69. Правительство отметило, что заявитель не представил доказательств того, что он понес расходы в размере 7 050 евро-суммы, испрашиваемой в качестве компенсации судебных издержек.
70. В соответствии с прецедентной практикой суда заявитель имеет право на возмещение расходов и издержек только в том случае, если было доказано, что они были фактически и обязательно понесены и являются разумными в отношении суммы. В настоящем деле, принимая во внимание имеющиеся в его распоряжении документы и вышеуказанные критерии, суд считает разумным присудить сумму в размере 850 евро, покрывающую расходы по всем статьям, подлежащую перечислению на банковский счет представителя заявителя.
Проценты по умолчанию
71. Суд считает целесообразным, чтобы процентная ставка по умолчанию основывалась на предельной ставке кредитования Европейского центрального банка, к которой следует добавить три процентных пункта.

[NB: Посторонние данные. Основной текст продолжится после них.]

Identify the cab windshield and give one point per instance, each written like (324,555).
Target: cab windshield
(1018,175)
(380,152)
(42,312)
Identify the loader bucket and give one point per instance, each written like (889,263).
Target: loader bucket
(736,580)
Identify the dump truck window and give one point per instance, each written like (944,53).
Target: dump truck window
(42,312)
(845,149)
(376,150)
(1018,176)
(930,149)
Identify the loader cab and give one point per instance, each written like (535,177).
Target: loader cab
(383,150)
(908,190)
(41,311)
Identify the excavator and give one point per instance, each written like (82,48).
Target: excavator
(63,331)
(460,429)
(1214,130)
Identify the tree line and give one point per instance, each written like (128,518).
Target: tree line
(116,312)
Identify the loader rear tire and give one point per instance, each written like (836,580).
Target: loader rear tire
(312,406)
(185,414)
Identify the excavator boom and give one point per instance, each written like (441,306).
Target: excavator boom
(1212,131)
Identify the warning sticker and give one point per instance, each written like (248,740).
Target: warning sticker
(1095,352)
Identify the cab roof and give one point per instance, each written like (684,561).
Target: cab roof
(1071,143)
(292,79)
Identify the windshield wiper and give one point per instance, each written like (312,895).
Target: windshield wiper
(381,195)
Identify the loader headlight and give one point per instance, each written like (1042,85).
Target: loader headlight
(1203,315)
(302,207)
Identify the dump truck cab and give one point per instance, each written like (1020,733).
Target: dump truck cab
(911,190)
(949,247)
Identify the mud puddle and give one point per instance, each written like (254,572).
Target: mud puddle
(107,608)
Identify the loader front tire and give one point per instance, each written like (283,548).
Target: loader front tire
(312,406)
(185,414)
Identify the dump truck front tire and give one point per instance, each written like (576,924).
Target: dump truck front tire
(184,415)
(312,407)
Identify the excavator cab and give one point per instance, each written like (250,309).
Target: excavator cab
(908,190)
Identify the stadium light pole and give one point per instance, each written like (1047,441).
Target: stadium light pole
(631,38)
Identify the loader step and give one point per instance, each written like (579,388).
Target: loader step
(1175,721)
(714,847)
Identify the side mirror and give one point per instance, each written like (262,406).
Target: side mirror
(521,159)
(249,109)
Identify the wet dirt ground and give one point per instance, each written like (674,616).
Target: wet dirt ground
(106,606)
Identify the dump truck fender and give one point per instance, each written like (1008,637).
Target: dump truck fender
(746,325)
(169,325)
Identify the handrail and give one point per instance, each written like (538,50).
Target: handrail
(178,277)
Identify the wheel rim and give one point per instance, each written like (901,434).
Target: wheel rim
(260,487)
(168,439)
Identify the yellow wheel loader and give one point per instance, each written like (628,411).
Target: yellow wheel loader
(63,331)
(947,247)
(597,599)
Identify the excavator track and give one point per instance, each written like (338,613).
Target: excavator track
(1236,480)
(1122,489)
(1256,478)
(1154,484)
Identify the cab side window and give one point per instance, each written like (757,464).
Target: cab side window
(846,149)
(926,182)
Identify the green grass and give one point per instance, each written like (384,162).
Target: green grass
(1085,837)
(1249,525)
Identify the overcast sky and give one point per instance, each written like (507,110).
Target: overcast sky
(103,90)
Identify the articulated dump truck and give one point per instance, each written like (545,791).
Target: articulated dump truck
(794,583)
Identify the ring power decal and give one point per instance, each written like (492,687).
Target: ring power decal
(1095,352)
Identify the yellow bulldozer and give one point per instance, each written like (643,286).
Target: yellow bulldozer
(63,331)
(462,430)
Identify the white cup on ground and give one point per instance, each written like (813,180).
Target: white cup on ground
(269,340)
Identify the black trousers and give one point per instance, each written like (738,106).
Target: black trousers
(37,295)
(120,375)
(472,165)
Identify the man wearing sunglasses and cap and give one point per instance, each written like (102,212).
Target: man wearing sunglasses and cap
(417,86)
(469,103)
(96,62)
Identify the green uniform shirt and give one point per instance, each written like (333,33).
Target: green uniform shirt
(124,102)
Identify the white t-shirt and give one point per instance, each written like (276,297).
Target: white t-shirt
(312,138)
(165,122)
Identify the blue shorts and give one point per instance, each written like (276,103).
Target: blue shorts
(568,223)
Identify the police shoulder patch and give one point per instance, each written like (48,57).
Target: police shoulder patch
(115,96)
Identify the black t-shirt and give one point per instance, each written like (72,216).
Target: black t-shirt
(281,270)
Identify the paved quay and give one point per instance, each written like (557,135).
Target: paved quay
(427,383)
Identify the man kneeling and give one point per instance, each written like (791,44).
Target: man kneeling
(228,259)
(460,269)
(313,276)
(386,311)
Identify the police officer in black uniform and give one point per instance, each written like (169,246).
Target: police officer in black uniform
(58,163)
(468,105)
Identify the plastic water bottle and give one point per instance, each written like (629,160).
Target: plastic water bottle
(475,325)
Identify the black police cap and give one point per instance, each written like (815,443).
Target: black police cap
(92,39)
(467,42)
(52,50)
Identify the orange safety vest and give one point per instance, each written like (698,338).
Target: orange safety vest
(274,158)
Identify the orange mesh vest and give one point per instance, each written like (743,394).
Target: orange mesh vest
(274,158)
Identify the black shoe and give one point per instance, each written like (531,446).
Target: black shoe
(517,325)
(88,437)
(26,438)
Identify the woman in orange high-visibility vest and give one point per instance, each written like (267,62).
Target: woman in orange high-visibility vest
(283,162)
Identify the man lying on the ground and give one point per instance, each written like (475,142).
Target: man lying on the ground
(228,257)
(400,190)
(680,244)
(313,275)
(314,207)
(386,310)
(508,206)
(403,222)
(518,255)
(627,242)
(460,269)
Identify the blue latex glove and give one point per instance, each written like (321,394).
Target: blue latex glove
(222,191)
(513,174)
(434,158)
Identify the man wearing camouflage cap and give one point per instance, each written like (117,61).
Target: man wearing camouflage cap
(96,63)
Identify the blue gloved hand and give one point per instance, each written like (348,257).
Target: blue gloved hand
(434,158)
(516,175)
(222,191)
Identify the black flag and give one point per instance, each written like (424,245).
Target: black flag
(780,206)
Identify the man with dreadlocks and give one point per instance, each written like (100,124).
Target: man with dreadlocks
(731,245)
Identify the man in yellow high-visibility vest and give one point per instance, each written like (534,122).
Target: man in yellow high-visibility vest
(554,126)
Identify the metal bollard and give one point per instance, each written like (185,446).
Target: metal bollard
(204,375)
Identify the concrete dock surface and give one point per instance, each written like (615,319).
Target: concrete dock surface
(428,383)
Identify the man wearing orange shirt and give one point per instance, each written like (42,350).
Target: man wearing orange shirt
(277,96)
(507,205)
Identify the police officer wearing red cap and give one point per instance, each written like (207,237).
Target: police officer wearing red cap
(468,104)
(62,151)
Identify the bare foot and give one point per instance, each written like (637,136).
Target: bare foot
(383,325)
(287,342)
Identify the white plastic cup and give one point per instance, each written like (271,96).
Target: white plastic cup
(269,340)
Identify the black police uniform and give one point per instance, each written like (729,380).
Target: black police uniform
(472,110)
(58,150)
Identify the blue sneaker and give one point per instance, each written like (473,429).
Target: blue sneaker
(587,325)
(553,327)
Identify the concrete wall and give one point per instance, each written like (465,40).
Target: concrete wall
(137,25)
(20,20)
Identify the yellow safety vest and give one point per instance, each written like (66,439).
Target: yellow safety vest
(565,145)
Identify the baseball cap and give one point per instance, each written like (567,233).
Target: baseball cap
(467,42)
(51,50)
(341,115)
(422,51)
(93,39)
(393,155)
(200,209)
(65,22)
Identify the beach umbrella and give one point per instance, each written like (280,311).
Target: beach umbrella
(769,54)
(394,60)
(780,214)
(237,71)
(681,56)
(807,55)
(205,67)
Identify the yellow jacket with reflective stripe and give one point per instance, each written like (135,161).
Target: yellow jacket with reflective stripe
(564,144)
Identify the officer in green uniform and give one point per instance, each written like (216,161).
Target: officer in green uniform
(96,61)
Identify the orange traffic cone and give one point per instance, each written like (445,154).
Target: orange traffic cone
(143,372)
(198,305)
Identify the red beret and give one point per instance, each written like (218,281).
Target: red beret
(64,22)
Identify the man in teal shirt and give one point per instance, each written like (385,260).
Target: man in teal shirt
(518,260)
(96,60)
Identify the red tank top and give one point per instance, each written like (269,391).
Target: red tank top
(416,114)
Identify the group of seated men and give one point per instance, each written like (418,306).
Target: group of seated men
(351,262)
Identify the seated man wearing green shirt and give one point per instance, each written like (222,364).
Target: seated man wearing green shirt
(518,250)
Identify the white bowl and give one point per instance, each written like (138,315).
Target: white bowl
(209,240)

По этим причинам суд единогласно,
1. Постановляет, что вдова и наследник заявителя имеют право продолжить разбирательство вместо заявителя;
2. Постановляет, что нет необходимости рассматривать жалобу в соответствии со статьей 5 Конвенции;
3. Объявляет жалобу в соответствии со статьей 10 Конвенции приемлемой, а остальную часть жалобы неприемлемой;
4. Постановляет, что имело место нарушение статьи 10 Конвенции;
5. Постановление
а) что государство-ответчик должно выплатить в течение трех месяцев следующие суммы, подлежащие конвертации в валюту государства-ответчика по курсу, действующему на дату расчета:
(i) 9 750 евро (девять тысяч семьсот пятьдесят евро) плюс любой налог, который может взиматься в отношении морального вреда, подлежащего уплате наследнику заявителя, г-же Гошнаго Асланчериевне Милиновой;
(ii) 850 евро (восемьсот пятьдесят евро), плюс любой налог, который может взиматься с наследника заявителя, в отношении расходов и расходов, подлежащих уплате на банковский счет представителя заявителя;
(b) что с момента истечения вышеуказанных трех месяцев до урегулирования простые проценты выплачиваются на вышеуказанные суммы по ставке, равной предельной кредитной ставке Европейского центрального банка в период дефолта плюс три процентных пункта;
6. Отклоняет оставшуюся часть требования заявителя о справедливом удовлетворении.
Совершено на английском языке и уведомлено в письменной форме
24 сентября 2019 года в соответствии с правилом 77 §§ 2 и 3 Регламента Суда.